“Took the long way home but it wasn’t long enough,” one video game starts. The point of the game is not to escape from the cops or to accomplish a robbery. The point turns out to be much more poignant. Long Time Coming: A Game about Pointed Conversations by Sagan Lee and Nadie Lessio is about coming home to your boyfriend, trying to avoid letting on about being unfaithful.

This was just one of the games in Leaps and Maneuvers, currently on view at the Women’s Studies Research Center in the Kniznick Gallery. The exhibit, which opened last Tuesday, features video games created by women and other people conventionally discriminated against in the gaming industry. The works come from participants of Dames Making Games, a Toronto-based non-profit that seeks to, according to its website, “run a wide range of programs and events for women, non-binary, gender nonconforming, trans and queer folks interested in games.”

On Wednesday, Soha Kareem, a director at Dames Making Games, came to speak at the WSRC about her organization and what it is fighting against. She talked about how women in gaming, in addition to being discriminated against, have repeatedly been harassed. As an example, she used Anita Sarkeesian—an activist who speaks out about misogyny in the gaming culture and has received death, rape and bomb threats because of it.

In an email to the Justice, the Rosalie and Jime Shane curator and director of the arts, Susan Metrican, said that Sarkeesian was actually her inspiration for the exhibit. “Somehow I stumbled upon Anita Sarkeesian’s video web series called Feminist Frequency … and then started to do research about video game exhibitions,” she said. “I found that DMG had shown their work at the Art Gallery of Ontario, and I was very curious about that because I hadn’t had any experience mounting an interactive exhibition before.”

The games displayed are largely socially conscious and many of them have strong take-away messages. They are certainly not technologically advanced, with pixelated words and images, and very simple capabilities. But the games take on complex and real-world issues, causing the player to think about greater contexts than simply shooting the bad guys.

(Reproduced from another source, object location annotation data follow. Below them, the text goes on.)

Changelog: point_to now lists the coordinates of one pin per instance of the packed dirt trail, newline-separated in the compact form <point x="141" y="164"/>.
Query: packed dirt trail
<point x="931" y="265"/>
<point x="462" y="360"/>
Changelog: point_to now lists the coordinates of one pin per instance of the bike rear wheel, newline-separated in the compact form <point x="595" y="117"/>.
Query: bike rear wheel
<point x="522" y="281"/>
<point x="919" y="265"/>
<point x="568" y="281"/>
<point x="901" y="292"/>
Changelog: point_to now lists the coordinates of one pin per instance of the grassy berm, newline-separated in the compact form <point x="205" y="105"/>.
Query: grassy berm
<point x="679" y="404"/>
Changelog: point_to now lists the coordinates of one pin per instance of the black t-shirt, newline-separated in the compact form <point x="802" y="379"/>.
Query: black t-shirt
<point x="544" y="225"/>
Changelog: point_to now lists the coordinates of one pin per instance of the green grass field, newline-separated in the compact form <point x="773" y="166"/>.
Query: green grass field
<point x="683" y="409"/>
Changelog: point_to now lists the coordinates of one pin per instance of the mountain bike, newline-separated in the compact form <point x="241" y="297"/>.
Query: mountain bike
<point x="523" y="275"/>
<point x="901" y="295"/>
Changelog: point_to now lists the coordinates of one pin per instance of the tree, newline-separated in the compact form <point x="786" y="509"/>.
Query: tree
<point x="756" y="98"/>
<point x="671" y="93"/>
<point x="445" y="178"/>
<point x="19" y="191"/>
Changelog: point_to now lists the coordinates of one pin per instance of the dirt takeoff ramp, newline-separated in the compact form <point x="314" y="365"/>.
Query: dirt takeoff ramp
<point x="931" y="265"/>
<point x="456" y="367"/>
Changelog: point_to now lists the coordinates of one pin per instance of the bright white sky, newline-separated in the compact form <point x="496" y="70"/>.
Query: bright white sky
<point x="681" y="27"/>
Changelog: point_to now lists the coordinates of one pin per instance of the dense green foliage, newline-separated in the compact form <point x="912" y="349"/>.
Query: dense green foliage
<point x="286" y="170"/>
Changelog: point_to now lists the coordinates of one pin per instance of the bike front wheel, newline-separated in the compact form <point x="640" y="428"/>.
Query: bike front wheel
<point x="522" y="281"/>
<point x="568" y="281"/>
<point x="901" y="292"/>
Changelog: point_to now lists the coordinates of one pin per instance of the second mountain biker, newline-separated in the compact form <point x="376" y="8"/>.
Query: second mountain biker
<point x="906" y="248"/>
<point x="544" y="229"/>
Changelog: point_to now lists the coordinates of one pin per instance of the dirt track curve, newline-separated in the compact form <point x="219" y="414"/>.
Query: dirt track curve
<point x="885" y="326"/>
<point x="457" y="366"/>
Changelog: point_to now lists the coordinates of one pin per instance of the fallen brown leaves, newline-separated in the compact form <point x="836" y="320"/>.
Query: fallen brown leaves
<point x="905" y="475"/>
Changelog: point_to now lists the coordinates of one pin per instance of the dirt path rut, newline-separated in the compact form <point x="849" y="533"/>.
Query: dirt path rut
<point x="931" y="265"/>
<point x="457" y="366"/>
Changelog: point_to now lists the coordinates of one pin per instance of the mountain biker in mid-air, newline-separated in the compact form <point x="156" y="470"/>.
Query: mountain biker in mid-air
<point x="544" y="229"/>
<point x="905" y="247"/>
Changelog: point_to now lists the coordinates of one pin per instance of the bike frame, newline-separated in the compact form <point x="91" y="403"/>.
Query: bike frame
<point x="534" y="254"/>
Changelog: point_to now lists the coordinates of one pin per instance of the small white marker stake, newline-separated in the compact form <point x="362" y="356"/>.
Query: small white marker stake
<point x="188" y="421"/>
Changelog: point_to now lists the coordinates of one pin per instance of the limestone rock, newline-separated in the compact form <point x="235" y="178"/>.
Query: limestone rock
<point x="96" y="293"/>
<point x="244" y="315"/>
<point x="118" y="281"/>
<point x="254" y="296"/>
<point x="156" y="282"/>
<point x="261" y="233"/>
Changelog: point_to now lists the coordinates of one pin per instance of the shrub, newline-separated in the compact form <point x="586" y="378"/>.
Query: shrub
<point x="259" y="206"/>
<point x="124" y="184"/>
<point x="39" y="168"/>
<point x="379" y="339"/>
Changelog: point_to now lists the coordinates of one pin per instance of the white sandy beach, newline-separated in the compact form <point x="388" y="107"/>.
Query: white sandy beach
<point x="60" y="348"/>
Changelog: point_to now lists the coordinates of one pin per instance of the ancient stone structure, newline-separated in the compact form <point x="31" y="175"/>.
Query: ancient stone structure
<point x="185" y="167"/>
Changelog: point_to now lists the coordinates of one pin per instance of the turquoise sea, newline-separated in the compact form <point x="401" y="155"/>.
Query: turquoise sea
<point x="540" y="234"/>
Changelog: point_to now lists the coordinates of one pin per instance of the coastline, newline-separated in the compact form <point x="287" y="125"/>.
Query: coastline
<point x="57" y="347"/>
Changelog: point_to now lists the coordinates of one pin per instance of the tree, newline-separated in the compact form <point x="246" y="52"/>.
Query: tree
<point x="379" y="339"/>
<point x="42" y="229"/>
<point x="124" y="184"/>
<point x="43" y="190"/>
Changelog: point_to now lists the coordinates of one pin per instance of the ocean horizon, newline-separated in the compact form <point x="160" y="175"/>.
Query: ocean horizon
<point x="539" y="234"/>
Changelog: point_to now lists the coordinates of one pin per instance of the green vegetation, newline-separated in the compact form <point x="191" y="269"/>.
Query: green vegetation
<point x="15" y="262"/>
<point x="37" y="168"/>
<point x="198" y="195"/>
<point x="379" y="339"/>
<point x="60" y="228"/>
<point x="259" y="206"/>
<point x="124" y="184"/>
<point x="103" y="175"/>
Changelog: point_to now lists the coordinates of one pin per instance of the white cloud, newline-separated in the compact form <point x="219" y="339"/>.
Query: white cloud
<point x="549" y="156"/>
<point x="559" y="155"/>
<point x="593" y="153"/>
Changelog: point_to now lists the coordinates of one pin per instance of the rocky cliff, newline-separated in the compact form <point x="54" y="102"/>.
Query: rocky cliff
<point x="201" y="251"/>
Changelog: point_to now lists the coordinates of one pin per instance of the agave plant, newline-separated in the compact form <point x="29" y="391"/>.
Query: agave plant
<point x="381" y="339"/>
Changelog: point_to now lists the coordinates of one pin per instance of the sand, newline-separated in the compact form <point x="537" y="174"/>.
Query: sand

The first attraction in the exhibit is a television that plays on a loop—portraying the games on view, played by an automated mouse. But the fun part is the next station, where viewers of the exhibit can see how the games work for themselves.

BrokenFolx by Arielle Games depicts four characters, each in difficult situations they encounter concerning their gender identity. The player clicks through each of their stories in which the character and another off-screen character engage in a dialogue. The player does not make any active decisions in the game except for choosing in which order to play the stories and is free to click through at his or her own pace. One character is a feminine-appearing cat who is conversing with her family members. It is clear from the conversations that the character has recently come out. The father suggests that he is entitled to some father-son time. The brother suggests it’s just a phase. The father ends up spewing hateful slurs in a text message. The scenarios are heartbreaking and some are deeply disturbing. But once the player clicks through all the characters, the game ends on a heart-warming note saying that whatever happens, “We always, always, always heal.”

In Phone Home by Jen Costa, Kaitlin Smith and Noreen Rena, the player must navigate a call with the character’s mother. The player has multiple options from the first scene, when they decide to pick up the phone, until the end, when the mother tells the daughter to tell her brother to get a hair cut. There did not seem to be an explicit point to the game, but it was interesting and refreshing in the authenticity and mundane nature of the playing experience.

The final station is a computer-automated tarot card selector named Techno Tarot. The player sits in an alcove at a table laden with candles and rocks. Music plays in the background. The experience is a relaxing one even as the tarot card reading experience is very robotic—with a robotic voice reading the cards and a blue robot figure shown to represent the card reader.

Although the exhibit was very impressive, there could have been additional context about the organization Dames Making Games and about the games themselves. There were small cards near the gaming stations, but the information was not clearly accessible and the quotes on the wall did not suffice.

There were also some technical difficulties with the games. Metrican commented, “The games in the show are indie games, so a player might encounter some bugs along the way. I would say if you do encounter a problem with a game, it’s probably because there are too many running at one time!”

“The truth has a tendency to slip out when you least expect it,” read one of the last scenes of Long Time Coming.” The same can be said for this groundbreaking exhibit where the truth about what people can do can be found in these extraordinary video games.